Dudley House on Park Lane was bought in 2006 by the Bahamian-based company Bristol Isles Ltd for £37 million and restored by Hamad bin Abdullah Al-Thani, a cousin of the Emir of Qatar, Tamim bin Hamad Al Thani. By May 2006 Qataris owned £1 billion of property in London and a quarter of the 279 acres of Mayfair.

The family bought 79 Mount Street, a 10,000 square foot house in Mount Street in Mayfair for £40 million in May 2015. The former embassy of Brazil at 32 Green Street, was bought in 2011. Other Mayfair purchases include a house on Davies Street for £12 million and a house on Park Street for £13 million.

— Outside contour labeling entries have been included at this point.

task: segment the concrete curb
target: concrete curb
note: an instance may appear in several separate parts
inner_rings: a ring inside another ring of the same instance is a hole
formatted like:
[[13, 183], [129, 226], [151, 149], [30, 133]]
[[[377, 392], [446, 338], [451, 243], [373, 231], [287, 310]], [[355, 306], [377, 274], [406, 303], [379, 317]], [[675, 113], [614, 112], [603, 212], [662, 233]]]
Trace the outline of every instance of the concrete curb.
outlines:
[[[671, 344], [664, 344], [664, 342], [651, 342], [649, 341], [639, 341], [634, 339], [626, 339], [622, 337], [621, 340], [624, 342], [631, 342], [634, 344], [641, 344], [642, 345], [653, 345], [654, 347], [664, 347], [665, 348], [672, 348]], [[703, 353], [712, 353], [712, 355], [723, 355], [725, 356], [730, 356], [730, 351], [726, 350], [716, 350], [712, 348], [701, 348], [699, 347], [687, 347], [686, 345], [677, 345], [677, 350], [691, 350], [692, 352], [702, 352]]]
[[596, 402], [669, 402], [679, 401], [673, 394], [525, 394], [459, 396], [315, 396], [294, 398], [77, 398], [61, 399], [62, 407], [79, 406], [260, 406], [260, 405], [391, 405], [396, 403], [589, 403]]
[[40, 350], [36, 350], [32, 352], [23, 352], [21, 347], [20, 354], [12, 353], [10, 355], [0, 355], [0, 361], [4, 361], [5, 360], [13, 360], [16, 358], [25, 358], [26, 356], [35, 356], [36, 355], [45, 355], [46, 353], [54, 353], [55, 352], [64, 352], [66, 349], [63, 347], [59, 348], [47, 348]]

The Connaught and Claridge's hotels in Mayfair are owned by the Maybourne Hotel Group, whose Qatari ultimate beneficial owners are Hamad bin Khalifa al-Thani, the former emir of Qatar, and the former prime minister Hamad bin Jassim bin Jaber Al Thani. Jaber Al Thani's British business interests are run from 67 Brook Street in Mayfair. The most expensive London mews house ever sold, in Reeves Mews in Mayfair, was bought by the former deputy prime minister of Qatar, Abdullah bin Hamad Al Attiyah in 2015. In 1997 Lombard House (formerly Sunderland House) on Curzon Street was bought by the deputy prime minister of Qatar, Mohammed bin Khalifa Al Thani for £17 million. It is valued at £180 million.

The Evening Standard newspaper described the early 2010s purchases as an "unprecedented property buying bonanza".